1. Raw material preparation:
Select frozen basa fish fillets at -18 ℃ and thaw them at a low temperature of 0-4℃ (thaw to the center temperature of -2 ℃
to 0℃ to avoid complete thawing causing the meat to become loose) → send them into the fish body cutting machine and
cut them into 5cm×3cm pieces.
2. Cleaning and draining
The fish pieces are sent into the fully automatic bubble cleaning machine, where the mucus and impurities are removed within
3 minutes. Then they enter the vibrating water draining machine, where the surface moisture is drained in 2 minutes (ensuring
the moisture content is ≤10%).
3. Coating with powder and batter
First, send the fish pieces into the marinating machine and let them soak for 15 seconds, then coat them evenly with the
marinating solution (marinating solution formula: 30% flour + 20% cornstarch + 10% egg liquid + 40% water). ② Then enter
the double-spiral flour coating machine and coat it with breadcrumbs (with a flour coating uniformity of ≥95%) to avoid any
"exposed flesh" areas.
4. Continuous frying
The fish pieces coated with flour enter the continuous mesh belt fryer, where the temperature is set at 165℃ (front section) →
175℃ (middle section) →185℃ (rear section), and the frying time is 2 minutes. The frying oil is filtered in real time through
the accompanying filter to remove the residue.
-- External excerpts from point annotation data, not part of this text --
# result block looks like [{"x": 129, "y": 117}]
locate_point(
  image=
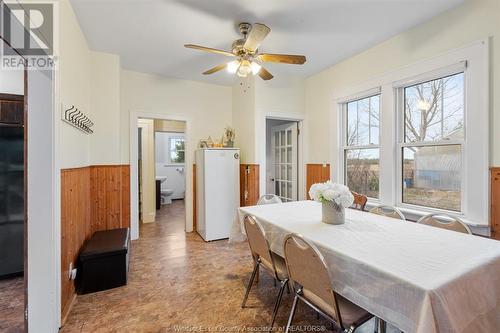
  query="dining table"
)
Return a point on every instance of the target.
[{"x": 416, "y": 277}]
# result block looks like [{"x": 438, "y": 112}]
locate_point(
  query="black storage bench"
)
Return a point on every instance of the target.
[{"x": 103, "y": 263}]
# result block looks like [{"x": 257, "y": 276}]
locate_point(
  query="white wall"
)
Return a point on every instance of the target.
[
  {"x": 244, "y": 119},
  {"x": 12, "y": 82},
  {"x": 473, "y": 20},
  {"x": 175, "y": 173},
  {"x": 74, "y": 86},
  {"x": 105, "y": 109}
]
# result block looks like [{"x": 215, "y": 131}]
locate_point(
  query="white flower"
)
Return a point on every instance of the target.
[
  {"x": 330, "y": 195},
  {"x": 329, "y": 191}
]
5. Centrifugal oil drainage
The fried fish pieces are sent into a centrifugal oil drain, where they are drained at 1000r/min for 15 seconds to keep the oil
content below 12%.
6. Low-temperature air cooling
After draining the oil, the fish pieces are placed on a low-temperature air-cooling line and cooled in an environment of 5-
10℃ for 8 minutes. The temperature drops below 25℃ to prevent the softening of the powder layer due to condensation
water during subsequent packaging.
7. Subsequent processing (optional) :
If it is ready-to-eat snack fried fish: After cooling, it enters the seasoning machine (sprinkle salt, chili powder, etc.) → fully
automatic pillow packaging machine packaging (filled with nitrogen, shelf life 6 months);
8. If it is quick-frozen pre-fried fish: After cooling, it is directly sent into the tunnel quick-freezing machine (quick-freezing
at -35℃ for 30 minutes) → vacuum packaging → storage in a -18℃ cold storage (shelf life 12 months).